Much has been said about “which testosterone is best” and it’s a debate that may never be put to rest. Some experts believe there’s absolutely no difference since all testosterones are recognized in the body in the same way. In fact, when used for medical purposes, one is often substituted for another. Meanwhile, others will point out that shorter acting esters have a higher concentration of testosterone. (Misleading people into believing that they act quicker when in reality all test esters raise blood levels of T in no more than an hour). The ester is what keeps it active longer, essentially “spreading out” the dosage. For clarities sake, let’s keep it simple. All testosterones do the same thing. And the most popular, readily available and cost effective is testosterone enanthate.

Testosterone phenypropionate is an injectable form of the hormone testosterone that has been attached to the fast acting phenypropionate ester.

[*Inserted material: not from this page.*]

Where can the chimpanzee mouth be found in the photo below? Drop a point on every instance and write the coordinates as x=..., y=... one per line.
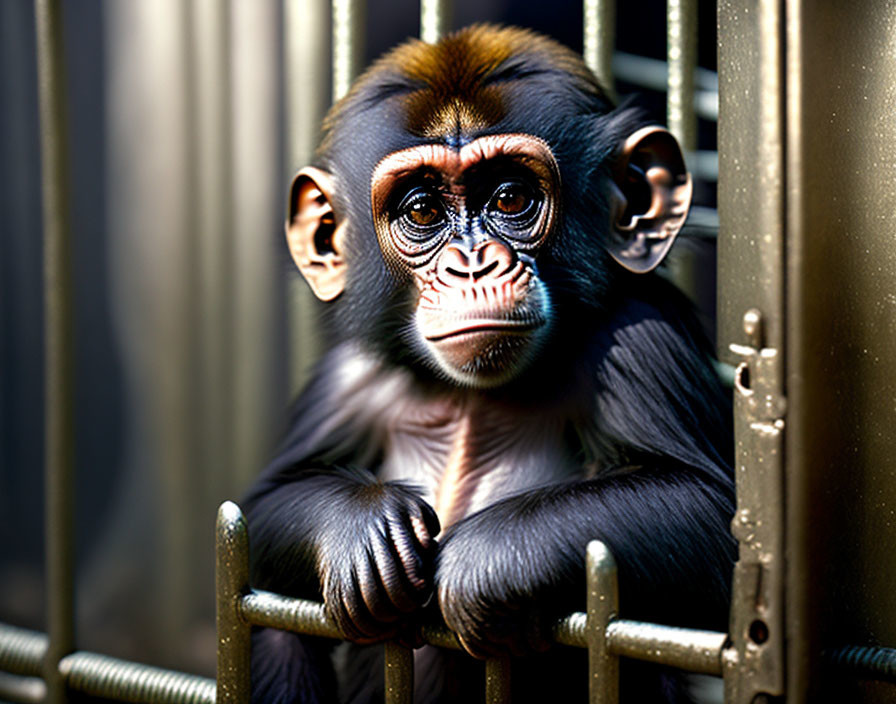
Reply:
x=477, y=327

The activity of this drug is very similar to testosterone propionate, supplying the hormone at only at best a slightly longer period of release. Testosterone phenypropionate was first developed in the 1950s. A few isolated products containing the substance were developed in the years following, although this was never a very popular item. Testolent was the brand name for the most recent preparation of the drug known to be sold on the global steroid market and was marketed by a pharmaceutical company out of Romania by the name of Sicomed. This agent was prescribed to treat low androgen levels in males, but was also occasionally prescribed in females for the treatment of advanced breast cancer and low sex drive.

As is the case with all testosterones, the propionate version will work in a similar manner. That means, increased strength, stamina, libido and aggression.

Testosterone is what makes men, men -- stronger and more muscular than women, with less fat. It also is what makes men lose their hair, causes oily skin and enlarges prostate tissue. But you have to take the bad with the good, especially if you want to grow muscle.

Of course, as is the case with any testosterone, propionate will aromatise and part of it will be converted to estrogen. That in itself isn’t so bad since estrogen also increases muscle size and IGF production and helps maintain healthy lipid profiles. But too much estrogen is the bane of anyone looking for a hard, lean physique. Therefore, when using prop, or any test, it’s recommended that a small amount of anti aromatase such as arimidex or aromasan be used along with it. Anti estrogens such as Nolvadex will not work as well since it’s site specific and has a rebound effect. (More about that in another profile).

Testosterone suspension is an injectable preparation containing the hormone testosterone with no ester attached, usually in water based solution. Many please this particular form of this hormone to be the most powerful injectable steroid available. Because there is no ester, the drug is very fast acting and requires a dosing schedule of everyday to keep blood levels as steady as possible. Some have even reported doing two injections per day to keep blood levels as elevated as possible. Testosterone suspension is one of the oldest anabolic steroids in existence, with its creating dating back to the 1930s. Even after the development of esterfied testosterone products, testosterone suspension remained on the U.S. and worldwide drug markets. Today, testosterone is prescribed mainly for the treatment of low androgen levels in males. However, the drug is still also used as a secondary therapy for treating advanced, inoperable breast cancer.

Testoviron is a mixed injectable form of testosterone, containing varying amounts of testosterone propionate and enanthate. The faster acting propionate ester is included to support the release of the compound during the early days of therapy, while the longer ester is used to support the later part of the therapy. Testoviron was developed by the very large international pharmaceutical company Schering in Germany, and marketed at one time in many European countries. These products first surfaced during the 1950s and have since been duplicated in one form or the other by various companies. Schering has since discontinued this product and there is currently only one version of this mixture available in production on the European market.